Comparative structural analysis of our four plant AAAD structures identified another small loop (CrTDC200-205-B), which harbors a conserved histidine residue (His203-B as in CrTDC) and cooperatively interacts with the large loop from the opposite monomer. For instance, the small loop in the CrTDC structure is rotated outward from the active-site LLP (Fig. 4D). Conversely, in the AtPAAS, PsTyDC, and Rr4HPAAS structures, the small loop adopts a closed conformation with its histidine imidazole forming pi stacking with the LLP pyridine ring.
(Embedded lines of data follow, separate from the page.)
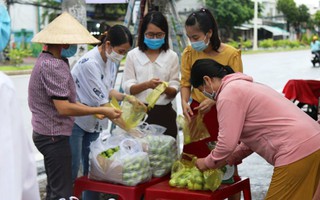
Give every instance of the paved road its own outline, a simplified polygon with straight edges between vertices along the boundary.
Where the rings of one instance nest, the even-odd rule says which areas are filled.
[[[289,79],[315,79],[320,80],[320,68],[313,68],[310,62],[310,52],[307,50],[281,53],[265,53],[243,55],[244,73],[253,76],[255,81],[264,83],[281,92]],[[29,75],[11,76],[21,103],[21,116],[23,116],[27,133],[31,138],[31,114],[27,105],[27,87]],[[118,81],[119,83],[119,81]],[[179,104],[179,99],[177,100]],[[181,109],[178,106],[178,112]],[[35,157],[40,160],[42,156],[35,149]],[[273,167],[266,163],[257,154],[246,158],[239,166],[239,174],[247,176],[251,181],[253,200],[264,198],[270,183]]]

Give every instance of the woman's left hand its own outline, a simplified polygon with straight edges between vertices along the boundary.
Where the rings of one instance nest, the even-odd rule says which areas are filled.
[[[200,171],[205,171],[207,169],[209,169],[206,164],[204,163],[204,158],[198,158],[196,161],[196,166],[198,169],[200,169]]]
[[[211,110],[212,106],[215,104],[216,104],[216,101],[206,98],[200,103],[199,106],[195,107],[194,109],[199,110],[199,112],[202,114],[206,114]]]

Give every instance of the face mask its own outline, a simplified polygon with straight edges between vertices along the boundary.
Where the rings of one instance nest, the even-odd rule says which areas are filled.
[[[164,38],[150,39],[145,36],[144,43],[147,45],[149,49],[156,50],[156,49],[159,49],[164,44]]]
[[[212,87],[211,87],[211,90],[213,91]],[[208,97],[209,99],[214,99],[214,97],[216,96],[216,93],[214,91],[212,93],[209,93],[204,88],[202,93],[204,94],[204,96]]]
[[[110,54],[108,52],[106,52],[106,56],[108,59],[111,59],[113,62],[116,62],[116,63],[119,63],[124,57],[124,55],[118,54],[113,49]]]
[[[204,40],[206,38],[207,38],[207,34],[206,34],[206,37],[202,41],[191,42],[191,47],[196,51],[205,50],[208,47],[209,43],[210,43],[210,40],[207,42],[207,44],[204,42]]]
[[[69,48],[63,49],[61,51],[61,56],[64,58],[70,58],[77,53],[78,46],[76,44],[70,44]]]

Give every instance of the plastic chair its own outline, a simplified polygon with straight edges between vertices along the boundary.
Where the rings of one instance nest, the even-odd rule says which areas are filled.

Such pi stacking between PLP and an active-site aromatic residue has been observed previously as a common feature within AAADs as well as the broader α-aspartate aminotransferase superfamily (1618). Moreover, in the PsTyDC structure, the τ-nitrogen of the small-loop histidine is in hydrogen-bonding distance of the p-hydroxyl of the large-loop catalytic tyrosine (Fig. 4C), suggesting a potential catalytic role of this histidine. Previous studies of the pH dependence of AAADs suggest that this small-loop histidine cannot function directly as the catalytic acid to protonate the carbanionic quinonoid intermediate (1921). Based on our structural observations, we propose a catalytic mechanism where the small-loop histidine (CrTDC His203-B) facilitates the proton transfer from the p-hydroxyl of the large-loop tyrosine (CrTDC Tyr348-A) to the quinonoid intermediate (Fig. 4A, reaction steps 2) by serving as a direct or indirect proton source for reprotonation of the Tyr348-A p-hydroxyl. Mechanistically similar Tyr-His side-chain interaction that facilitates protonation of a carbanionic intermediate has also been recently proposed for the C. roseus heteroyohimbine synthase, which is a medium-chain dehydrogenase/reductase-family enzyme (22).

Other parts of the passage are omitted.